2020 bull market buyers now control 16% of supply.
Over the past three years, Bitcoin (BTC) has acquired a new generation of hodlers as stubborn investors refuse to sell.
Data from the popular HODL Waves gauge shows that those who bought Bitcoin at the end of 2020 are still sitting on their coins.
The price of BTC has to go “high way” to sell to hodlers
A group of long-term Bitcoin investors known as long-term holders (LTHs) are in no mood to reduce their exposure despite the 2023 bull run.
HODL Waves, which categorizes the supply of BTC from the last time each coin moved, shows that a certain age band has grown significantly over the past year.
Since the bear market bottomed out in late 2022, coins that haven't moved in two to three years have significantly increased their presence in their overall supply.

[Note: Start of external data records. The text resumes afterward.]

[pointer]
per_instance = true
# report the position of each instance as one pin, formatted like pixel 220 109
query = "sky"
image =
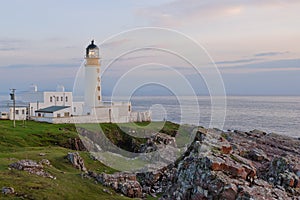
pixel 254 44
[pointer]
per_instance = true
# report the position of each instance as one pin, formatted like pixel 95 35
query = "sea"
pixel 272 114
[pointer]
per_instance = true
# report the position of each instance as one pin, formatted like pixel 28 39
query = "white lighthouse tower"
pixel 92 93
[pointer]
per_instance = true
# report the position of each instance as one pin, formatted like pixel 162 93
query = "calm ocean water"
pixel 279 114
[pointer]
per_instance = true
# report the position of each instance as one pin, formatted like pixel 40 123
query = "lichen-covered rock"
pixel 236 174
pixel 125 183
pixel 32 167
pixel 76 161
pixel 8 190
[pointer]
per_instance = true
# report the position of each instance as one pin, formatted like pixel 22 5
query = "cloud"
pixel 268 66
pixel 272 53
pixel 237 61
pixel 8 49
pixel 114 43
pixel 180 12
pixel 12 44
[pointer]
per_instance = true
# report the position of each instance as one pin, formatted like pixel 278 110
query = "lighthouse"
pixel 92 92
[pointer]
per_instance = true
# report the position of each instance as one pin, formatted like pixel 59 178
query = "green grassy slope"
pixel 35 138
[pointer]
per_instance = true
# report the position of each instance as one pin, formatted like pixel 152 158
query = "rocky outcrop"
pixel 75 144
pixel 156 141
pixel 218 165
pixel 232 165
pixel 32 167
pixel 124 183
pixel 8 190
pixel 76 161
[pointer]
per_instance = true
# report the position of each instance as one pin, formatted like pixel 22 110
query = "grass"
pixel 27 142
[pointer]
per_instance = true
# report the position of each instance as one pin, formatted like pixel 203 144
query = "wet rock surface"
pixel 219 165
pixel 32 167
pixel 258 166
pixel 76 161
pixel 8 190
pixel 124 183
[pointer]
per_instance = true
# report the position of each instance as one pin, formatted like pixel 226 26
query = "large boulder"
pixel 125 183
pixel 8 190
pixel 32 167
pixel 76 161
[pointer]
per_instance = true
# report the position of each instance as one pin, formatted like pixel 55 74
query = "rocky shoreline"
pixel 217 165
pixel 221 165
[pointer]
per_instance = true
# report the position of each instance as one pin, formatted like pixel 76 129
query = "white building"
pixel 59 107
pixel 20 113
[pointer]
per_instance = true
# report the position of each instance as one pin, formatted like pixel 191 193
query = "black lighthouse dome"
pixel 92 51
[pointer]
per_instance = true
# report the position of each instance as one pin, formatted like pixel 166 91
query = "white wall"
pixel 20 113
pixel 64 99
pixel 91 92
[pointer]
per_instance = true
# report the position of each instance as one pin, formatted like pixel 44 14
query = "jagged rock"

Last December, the group accounted for 8% of the supply; Now its share is more than 15%.
Put another way, those who bought BTC between December 2020 and December 2021 resisted the urge to make massive gains.
Realized HODL Waves, which show the relative weighted value of coin collections, show the largest gains as a percentage of the total realized cap for the two- to three-year coin.
Yet BTC/USD is up as much as 165% year-to-date, data from Cointelegraph Markets Pro and TradingView confirm, making Hodler's resistance worthless.
Philip Swift, creator of the statistical resource HODL Waves, has repeatedly commented on the LTH phenomenon as seasoned investors increasingly settle in their positions.
“Bitcoin 1yr HODL wave hasn't quite taken off yet,” he predicted on X (formerly Twitter) last month about another group of hodlers.
Long-term Bitcoiners won't sell their coins until we go up.
Analysts on the back foot
The opposite group to LTHs – short-term holders (STH) or speculators – on the other hand, increased profits last week.
Related: ECB ‘Last Gas' at $16.4K
As Cointelegraph reports, Bitcoin's passing of $40,000 triggered a quick selling response from these entities, with $4.5 billion worth of BTC sold in just a few days.
This has had no impact on spot markets in an environment where LTHs are already more supply-constrained than before.
According to data from on-chain analytics firm Glassnode, the figure stood at 14.92 million BTC on December 6 – slightly lower than the 14.95 million, or 76.3% of supply, seen on November 28.